Gabby brag!!!! She passed again!!!!

Needless to say I am thrilled. All in allo thought she was improved. We went to our trainers on Tuesday and we worked "training issues". For Gabby it was her mouthing and "creeping". She doesn't really creep but the concept that she has to stay put not lean or scoot at ALL forward. She got perfect in training. Of course I know tests are a whole new ball game. But I thought we would be good if we were no worse off than the previous week. I think Gabby was 65% better on her mouth at the test AND sat right where I put her each time which was s very needed as we had breaking birds. 

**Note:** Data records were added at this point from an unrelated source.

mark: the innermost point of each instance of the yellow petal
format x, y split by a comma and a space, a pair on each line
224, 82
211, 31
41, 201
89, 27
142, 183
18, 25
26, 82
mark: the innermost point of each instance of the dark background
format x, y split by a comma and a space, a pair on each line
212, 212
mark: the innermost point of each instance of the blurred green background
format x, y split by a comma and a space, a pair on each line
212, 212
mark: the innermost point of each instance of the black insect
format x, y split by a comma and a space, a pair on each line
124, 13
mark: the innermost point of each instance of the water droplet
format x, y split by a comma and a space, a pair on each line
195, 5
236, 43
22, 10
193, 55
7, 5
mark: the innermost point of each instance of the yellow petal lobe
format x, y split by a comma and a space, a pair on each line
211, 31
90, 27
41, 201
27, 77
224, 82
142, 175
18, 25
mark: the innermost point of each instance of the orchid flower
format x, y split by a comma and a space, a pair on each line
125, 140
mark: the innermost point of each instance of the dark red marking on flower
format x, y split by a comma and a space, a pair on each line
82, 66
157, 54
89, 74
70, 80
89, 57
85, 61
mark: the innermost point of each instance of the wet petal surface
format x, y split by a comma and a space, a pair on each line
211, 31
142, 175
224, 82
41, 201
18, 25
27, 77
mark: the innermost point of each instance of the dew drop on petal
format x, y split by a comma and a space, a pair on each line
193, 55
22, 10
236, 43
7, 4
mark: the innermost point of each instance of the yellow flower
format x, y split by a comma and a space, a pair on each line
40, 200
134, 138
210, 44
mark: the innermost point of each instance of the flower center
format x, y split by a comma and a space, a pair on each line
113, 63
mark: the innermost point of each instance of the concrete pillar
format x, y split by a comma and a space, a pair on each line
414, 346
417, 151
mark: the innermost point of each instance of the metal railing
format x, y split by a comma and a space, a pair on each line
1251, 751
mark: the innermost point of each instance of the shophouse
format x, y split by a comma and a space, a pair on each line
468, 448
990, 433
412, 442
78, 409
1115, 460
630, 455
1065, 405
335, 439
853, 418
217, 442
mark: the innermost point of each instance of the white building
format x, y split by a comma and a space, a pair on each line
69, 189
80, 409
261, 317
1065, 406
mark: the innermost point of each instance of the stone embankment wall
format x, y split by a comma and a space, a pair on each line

The land again was a walk up double. We had to make a left swing toward the field. Many dogs got their eye on the flier station and never turned and never saw the first bird go down. Lots of handles to the memory bird. I came out and headed right-ish so I made an exaggerated left turn to get Gabby in heel and be sure she saw that bird. The memory bird was only about 50 yards, in their face but was a cover divider. She stepped on both marks no handles. My blind wasn't pretty. They told they wanted the dogs to go through the deep cover. I let Gabby roll a bit too long on a left back but she stopped and took each cast I gave. I just didn't give the correct casts at the correct moments.DOH!!!

Water we started the test with a duck call, the go bird was SHORT! A LOT of dogs dropped on that bird for breaking. That made me very nervous. The memory was a water land water mark on the edge of the shore. Blind was a channel swim had to make sure the dogs swam. And the honor. Lost a few dogs there too. 

Gabby bless her fluffy butt kept it in position for both marks to go down. Had to hunt the memory a bit on the memory but no handles. I did a better job on her blind. The honor made me nervous but she stayed put. PHEW!!!

No more hunt tests until next year. Hope to make our manners stronger, make my confidence better and improve my blind handling. 

Proud of my Goo!!!!

Ann


Sent from Petguide.com Free App


----------



## hotel4dogs (Sep 29, 2008)

yay! great job!


----------



## hollyk (Feb 21, 2009)

Woohoo! Congrats to you and Gabby.


----------



## sterregold (Dec 9, 2009)

Terrific news!!!


----------



## Alaska7133 (May 26, 2011)

That's so wonderful when they pass and scare the heck out of you!


----------